Markets Offer Mixed Blessings in 2003

Nov. 8, 2002
The U.S. economy may not technically be in a recession anymore, according economists, but the construction market won't be feeling too prosperous anytime

The U.S. economy may not technically be in a recession anymore, according economists, but the construction market won't be feeling too prosperous anytime real soon.

According to an article in the upcoming November issue of Electrical Wholesaling magazine, in 2003, manufacturers, distributors, reps and contractors can expect the home building and educational construction to remain strong next year. However, the commercial construction, industrial and utility markets will be in for another tough year, according to most forecasts.

The following EW sneak preview offers snapshot summaries broken down by region on what you can expect in 2003.

NEW ENGLAND

The high-tech industry in metropolitan Boston contributes mightily toward New England's prosperity in the good years, but its troubles have hurt the region during this recession.

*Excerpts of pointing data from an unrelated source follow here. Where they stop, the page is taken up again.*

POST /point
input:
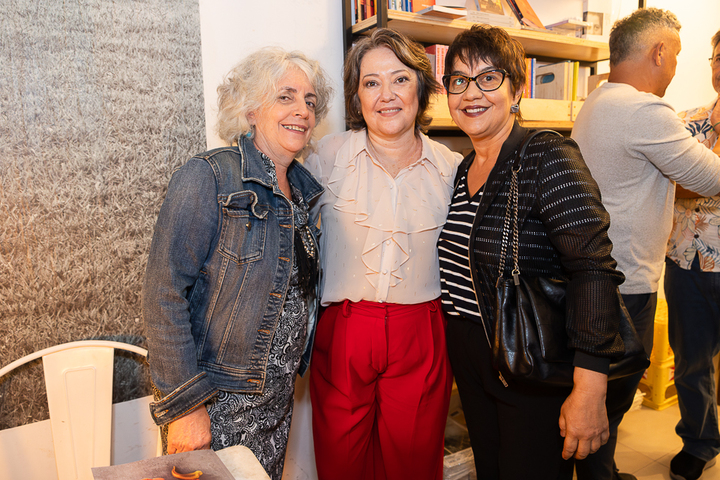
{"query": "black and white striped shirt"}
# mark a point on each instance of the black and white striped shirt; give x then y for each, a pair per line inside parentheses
(458, 294)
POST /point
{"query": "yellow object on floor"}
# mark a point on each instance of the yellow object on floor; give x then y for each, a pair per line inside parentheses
(658, 382)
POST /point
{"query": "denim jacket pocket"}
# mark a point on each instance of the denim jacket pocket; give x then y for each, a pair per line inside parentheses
(244, 227)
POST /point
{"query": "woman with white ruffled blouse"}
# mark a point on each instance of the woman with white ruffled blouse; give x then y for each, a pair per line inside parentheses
(380, 377)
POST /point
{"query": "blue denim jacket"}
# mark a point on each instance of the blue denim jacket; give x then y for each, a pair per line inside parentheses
(217, 275)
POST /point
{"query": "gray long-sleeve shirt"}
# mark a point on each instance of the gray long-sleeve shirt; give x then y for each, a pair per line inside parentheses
(637, 148)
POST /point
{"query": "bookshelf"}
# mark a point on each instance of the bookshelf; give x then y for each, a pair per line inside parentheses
(538, 113)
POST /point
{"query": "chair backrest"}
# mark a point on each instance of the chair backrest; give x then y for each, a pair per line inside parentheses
(78, 381)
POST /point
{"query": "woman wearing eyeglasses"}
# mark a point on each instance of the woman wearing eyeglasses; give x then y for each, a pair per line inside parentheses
(380, 378)
(518, 431)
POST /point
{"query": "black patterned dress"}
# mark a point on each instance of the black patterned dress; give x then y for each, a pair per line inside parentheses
(261, 422)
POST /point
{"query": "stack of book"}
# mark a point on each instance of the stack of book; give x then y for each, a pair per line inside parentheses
(436, 53)
(566, 80)
(364, 9)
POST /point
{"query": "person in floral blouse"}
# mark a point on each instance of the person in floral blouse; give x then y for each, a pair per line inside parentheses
(692, 289)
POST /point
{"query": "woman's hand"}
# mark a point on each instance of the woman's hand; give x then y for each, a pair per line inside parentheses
(583, 417)
(191, 432)
(715, 116)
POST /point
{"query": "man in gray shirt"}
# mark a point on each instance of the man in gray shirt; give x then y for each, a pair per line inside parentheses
(637, 148)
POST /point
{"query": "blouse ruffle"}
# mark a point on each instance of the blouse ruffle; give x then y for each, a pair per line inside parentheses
(390, 209)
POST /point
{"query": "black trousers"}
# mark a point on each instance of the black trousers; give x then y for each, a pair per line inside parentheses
(621, 392)
(514, 430)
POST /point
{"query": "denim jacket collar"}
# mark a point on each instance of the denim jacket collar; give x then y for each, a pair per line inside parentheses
(253, 171)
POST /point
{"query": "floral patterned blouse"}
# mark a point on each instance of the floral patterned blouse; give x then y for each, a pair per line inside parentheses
(696, 221)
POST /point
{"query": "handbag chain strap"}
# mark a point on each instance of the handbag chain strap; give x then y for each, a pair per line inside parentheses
(511, 212)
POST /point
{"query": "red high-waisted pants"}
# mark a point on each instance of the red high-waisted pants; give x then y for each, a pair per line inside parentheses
(380, 386)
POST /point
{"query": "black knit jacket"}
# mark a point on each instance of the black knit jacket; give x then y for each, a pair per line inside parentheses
(563, 234)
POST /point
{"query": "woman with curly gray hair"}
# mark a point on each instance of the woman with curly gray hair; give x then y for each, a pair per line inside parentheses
(229, 294)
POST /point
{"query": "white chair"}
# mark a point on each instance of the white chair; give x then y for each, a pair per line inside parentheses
(78, 381)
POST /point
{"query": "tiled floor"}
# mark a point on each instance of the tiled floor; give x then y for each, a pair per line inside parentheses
(647, 442)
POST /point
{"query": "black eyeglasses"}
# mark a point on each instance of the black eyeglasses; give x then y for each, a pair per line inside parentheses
(486, 81)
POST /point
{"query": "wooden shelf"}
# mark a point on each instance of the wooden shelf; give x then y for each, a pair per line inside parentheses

Layoffs in this industry have driven office vacancy rates to 18 percent in and around Boston. Office construction is dead in downtown Boston, and the area lost over 20,000 manufacturing jobs between June 2001 and June 2002.

While residential construction remains strong, the office market will not recover until 2004, according to Grubb & Ellis Research. Don't expect any immediate improvement in New England's industrial market either. According to the Federal Reserve's Beige Book, some makers of high-tech and aerospace products have so much excess capacity that they don't plan to increase capital spending until 2004.

MIDDLE ATLANTIC

The worst of the recession may be over for New York, New Jersey and Pennsylvania, but it will be a long, slow climb back to prosperity for this region. At mid-year, New York City had lost 98,100 jobs since June 2001 and was faced with an unemployment rate of 8 percent, according to a recent report published by the U.S. Department of Housing and Urban Development.

Much of this economic devastation can be attributed to the 9-11 attacks, but the Big Apple's business services sector was already slipping before the WTC tragedy. However, jobs are coming back to Manhattan — American Express is moving 4,000 employees back into its World Financial Center building from Jersey City, N.J.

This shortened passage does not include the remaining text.